Er sah mich an, holte Luft und fragte, warum. Mit einer Stimme wie von tausenden, tief und von fern. Aber ich wusste nichts kluges zu sagen, darum zuckte ich nur die Schultern und räumte das Geschirr weg. Als ich wiederkam, war der Hof leer, und auf die Stelle wo er gesessen hatte, fiel wieder Schnee.
Es war plötzlich wieder sehr kalt im Hof.

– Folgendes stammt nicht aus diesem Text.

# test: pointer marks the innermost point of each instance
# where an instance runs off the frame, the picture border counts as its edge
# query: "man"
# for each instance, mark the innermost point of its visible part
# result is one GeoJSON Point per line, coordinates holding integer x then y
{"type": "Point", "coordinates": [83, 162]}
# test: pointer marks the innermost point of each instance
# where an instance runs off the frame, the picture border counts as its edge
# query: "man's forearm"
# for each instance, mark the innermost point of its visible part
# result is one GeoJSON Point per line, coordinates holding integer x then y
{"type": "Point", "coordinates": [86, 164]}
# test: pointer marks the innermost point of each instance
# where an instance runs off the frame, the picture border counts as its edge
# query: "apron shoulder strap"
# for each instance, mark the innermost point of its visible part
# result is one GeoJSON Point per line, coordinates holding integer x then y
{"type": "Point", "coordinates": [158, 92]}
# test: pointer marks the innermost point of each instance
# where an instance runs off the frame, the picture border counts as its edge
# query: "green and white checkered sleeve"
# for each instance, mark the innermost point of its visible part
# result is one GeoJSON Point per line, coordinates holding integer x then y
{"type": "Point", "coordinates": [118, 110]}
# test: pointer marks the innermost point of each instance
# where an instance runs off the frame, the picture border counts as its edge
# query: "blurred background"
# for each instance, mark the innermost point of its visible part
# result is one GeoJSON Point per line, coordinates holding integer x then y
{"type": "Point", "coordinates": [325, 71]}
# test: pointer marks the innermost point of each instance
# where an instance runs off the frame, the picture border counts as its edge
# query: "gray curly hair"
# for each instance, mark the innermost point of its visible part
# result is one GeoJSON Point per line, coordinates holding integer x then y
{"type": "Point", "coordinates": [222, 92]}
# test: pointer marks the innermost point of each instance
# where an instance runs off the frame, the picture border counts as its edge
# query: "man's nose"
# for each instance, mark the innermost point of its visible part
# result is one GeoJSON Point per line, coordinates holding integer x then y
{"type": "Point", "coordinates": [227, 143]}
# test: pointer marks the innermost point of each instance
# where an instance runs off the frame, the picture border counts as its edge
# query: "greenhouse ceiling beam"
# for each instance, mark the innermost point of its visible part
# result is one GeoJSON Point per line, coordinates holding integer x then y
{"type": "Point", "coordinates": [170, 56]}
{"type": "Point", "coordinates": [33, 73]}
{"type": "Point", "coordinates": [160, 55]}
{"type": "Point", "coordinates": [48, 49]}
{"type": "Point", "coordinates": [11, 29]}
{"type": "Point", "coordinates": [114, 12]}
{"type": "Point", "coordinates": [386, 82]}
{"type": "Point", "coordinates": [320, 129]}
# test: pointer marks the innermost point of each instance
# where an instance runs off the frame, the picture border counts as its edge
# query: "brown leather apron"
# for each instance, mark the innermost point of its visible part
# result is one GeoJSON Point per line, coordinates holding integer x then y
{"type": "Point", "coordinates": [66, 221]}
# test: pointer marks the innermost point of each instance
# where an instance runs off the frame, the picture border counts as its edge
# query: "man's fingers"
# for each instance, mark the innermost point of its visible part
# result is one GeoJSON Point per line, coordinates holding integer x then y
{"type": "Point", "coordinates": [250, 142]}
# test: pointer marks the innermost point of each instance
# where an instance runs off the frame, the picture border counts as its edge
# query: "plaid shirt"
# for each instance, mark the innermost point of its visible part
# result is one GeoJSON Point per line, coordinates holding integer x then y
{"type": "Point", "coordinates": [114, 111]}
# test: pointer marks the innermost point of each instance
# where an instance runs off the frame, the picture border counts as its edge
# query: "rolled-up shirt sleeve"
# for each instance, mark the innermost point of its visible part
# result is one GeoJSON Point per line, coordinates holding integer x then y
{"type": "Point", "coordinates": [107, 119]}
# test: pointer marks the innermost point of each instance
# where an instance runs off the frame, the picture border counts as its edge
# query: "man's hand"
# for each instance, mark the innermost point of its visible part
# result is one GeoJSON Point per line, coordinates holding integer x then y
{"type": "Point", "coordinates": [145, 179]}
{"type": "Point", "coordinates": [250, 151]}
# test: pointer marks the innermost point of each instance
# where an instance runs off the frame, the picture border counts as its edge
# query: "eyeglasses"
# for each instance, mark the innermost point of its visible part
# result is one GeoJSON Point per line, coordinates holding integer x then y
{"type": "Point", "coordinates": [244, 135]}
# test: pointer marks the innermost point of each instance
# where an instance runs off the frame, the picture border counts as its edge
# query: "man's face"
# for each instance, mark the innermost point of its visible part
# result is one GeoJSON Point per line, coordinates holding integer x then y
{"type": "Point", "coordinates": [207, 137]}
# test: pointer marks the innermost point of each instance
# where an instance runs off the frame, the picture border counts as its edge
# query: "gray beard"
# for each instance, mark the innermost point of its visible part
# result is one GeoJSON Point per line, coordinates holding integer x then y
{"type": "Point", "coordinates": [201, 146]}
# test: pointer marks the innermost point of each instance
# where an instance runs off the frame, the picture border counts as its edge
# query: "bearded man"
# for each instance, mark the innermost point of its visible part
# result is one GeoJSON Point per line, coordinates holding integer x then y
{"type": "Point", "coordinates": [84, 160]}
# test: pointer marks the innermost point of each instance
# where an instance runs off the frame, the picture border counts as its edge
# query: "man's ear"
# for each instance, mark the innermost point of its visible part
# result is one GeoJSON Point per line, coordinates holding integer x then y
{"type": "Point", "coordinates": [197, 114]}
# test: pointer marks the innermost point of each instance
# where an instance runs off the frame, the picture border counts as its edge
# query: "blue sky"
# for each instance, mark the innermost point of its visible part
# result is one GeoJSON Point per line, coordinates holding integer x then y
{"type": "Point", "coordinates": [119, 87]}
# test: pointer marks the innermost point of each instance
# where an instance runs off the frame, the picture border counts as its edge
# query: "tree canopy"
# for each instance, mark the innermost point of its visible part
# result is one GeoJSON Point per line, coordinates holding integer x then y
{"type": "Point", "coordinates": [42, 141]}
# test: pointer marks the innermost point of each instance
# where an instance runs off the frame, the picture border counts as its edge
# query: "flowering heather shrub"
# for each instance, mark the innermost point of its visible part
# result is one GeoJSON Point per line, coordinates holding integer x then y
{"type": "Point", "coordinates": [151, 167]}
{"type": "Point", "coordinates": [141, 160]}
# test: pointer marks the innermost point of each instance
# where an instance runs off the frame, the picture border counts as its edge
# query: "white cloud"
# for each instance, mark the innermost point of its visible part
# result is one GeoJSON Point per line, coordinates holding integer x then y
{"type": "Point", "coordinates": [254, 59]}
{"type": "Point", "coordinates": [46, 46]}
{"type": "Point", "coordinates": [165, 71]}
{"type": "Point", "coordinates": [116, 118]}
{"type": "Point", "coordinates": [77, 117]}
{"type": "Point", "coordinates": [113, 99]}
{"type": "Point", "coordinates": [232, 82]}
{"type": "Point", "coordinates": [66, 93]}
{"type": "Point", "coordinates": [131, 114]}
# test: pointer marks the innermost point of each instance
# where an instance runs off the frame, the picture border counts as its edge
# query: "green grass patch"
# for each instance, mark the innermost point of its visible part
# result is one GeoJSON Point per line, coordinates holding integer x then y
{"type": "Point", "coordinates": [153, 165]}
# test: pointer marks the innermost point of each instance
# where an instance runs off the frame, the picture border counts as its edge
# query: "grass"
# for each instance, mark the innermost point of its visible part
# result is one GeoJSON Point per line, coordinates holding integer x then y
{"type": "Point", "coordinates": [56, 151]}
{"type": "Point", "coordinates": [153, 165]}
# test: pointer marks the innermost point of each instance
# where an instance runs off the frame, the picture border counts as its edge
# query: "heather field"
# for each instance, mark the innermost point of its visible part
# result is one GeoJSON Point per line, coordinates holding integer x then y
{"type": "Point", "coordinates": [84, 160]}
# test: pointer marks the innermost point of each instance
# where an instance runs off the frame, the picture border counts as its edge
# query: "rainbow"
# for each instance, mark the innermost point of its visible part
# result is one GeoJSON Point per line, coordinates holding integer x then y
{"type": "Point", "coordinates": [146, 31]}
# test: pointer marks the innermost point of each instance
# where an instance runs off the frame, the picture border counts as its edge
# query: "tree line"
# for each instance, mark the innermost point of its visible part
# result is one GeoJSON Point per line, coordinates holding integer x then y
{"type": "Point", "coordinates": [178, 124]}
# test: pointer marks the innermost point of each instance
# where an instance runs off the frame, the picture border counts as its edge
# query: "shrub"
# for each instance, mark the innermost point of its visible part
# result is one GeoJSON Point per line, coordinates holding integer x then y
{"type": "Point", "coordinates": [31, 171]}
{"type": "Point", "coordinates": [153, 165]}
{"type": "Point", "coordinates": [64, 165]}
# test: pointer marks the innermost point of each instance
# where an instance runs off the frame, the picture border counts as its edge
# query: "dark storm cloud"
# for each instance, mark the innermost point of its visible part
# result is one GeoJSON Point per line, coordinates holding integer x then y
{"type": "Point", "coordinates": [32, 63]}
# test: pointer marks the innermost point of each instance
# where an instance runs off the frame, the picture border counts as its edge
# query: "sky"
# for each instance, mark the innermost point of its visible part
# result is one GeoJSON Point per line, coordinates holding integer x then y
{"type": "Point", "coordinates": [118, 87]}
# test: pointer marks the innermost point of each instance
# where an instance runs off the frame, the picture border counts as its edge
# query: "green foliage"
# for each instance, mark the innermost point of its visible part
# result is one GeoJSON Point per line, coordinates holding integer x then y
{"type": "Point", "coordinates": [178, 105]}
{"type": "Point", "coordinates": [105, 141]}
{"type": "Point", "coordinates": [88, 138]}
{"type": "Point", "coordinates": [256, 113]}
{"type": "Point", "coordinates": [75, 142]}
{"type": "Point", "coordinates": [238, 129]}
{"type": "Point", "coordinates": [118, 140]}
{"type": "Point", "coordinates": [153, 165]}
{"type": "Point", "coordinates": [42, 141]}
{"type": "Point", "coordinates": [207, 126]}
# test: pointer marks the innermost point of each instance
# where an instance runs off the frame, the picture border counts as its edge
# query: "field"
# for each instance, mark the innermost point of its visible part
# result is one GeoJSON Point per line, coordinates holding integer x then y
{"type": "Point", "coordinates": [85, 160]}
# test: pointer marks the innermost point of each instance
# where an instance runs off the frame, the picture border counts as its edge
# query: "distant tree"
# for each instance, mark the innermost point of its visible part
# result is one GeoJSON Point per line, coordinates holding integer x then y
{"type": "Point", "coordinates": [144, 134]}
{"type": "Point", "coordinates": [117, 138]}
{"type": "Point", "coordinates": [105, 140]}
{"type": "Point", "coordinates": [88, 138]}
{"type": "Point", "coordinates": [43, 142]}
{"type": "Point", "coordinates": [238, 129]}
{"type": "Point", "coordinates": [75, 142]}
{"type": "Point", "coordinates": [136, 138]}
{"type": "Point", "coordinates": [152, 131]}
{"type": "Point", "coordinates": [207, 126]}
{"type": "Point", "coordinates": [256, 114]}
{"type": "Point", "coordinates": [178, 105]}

Heute haben wir immer viel zu viele Briketts vorrätig als der Ofen bräuchte, außerdem Holzkohle und Steinkohle, Teer und manchmal auch etwas Schwefel. Die Boten kommen immernoch jede Nacht und ruhen sich bei uns aus, mit manchen kann man sich auch richtig unterhalten.
Mit einem hab ich sogar mal Schach gespielt, aber als ich ihn das erste Mal Schach gesetzt hatte – keine gefährliche Situation eigentlich –, hat er die vier Türme angezündet, das Schachbrett aufgegessen und sich in den Boden gegraben. Ich hoffe, er kommt irgendwann wieder raus. Ich glaub, dann würd ich ihn gewinnen lassen.
Ich weiß nicht, was für Botschaften sie überbringen, sie aber auch nicht, und die Namen der Absender und Adressaten sagen mit auch nie was. Aber das muss nichts heißen, sie haben für viele Dinge eigene Namen. Mich sprechen sie auch immer mit verschiedenen Namen an, von denen ich bisher kaum einen aussprechen konnte.
Manchmal kann man auch mit einem ein Gespräch anfangen und der haut dann mittendrin ab, und irgendein anderer führt es dann eine Woche später einfach an dem Punkt weiter. Das ist immer etwas verwirrend, aber ich notiere mir, wo die Gespräche standen.
Inzwischen bringen sie uns auch manchmal etwas mit, auch wenn sie anscheinend Probleme haben, zu unterscheiden zwischen Brot und Steinen oder Schlangen und Fisch, oder Gold und Stroh. Aber egal.
Mittlerweile sind wir eigentlich hauptsächlich Gasthof für sie und nur noch nebenher Bauern. Das ist auch gut so, denn seit dem großen Strohfeuer letztes Jahr, das über Tage einfach nicht aufhören wollte, und das so irgendwie falsch klang – seitdem wächst in der ganzen Gegend hier nichts mehr wirklich gut. Ich hab unsere Nachbarn reden hören, dass das Feuer Teufelswerk gewesen sein soll – keine Ahnung, ob sie es waren, vielleicht. Aber es war sicher keine Absicht. Das mit der Fruchtbarkeit des Bodens.
Wie auch immer – an den Mauern von unserem Hof grünt das Moos wie eh und je, und auch rundherum ist das Gras noch ganz normal grün. Vielleicht täusche ich mich, aber ich habe sogar den Eindruck, dieser Flecken richtigen Grünseins um unseren Hof herum würde langsam wieder größer.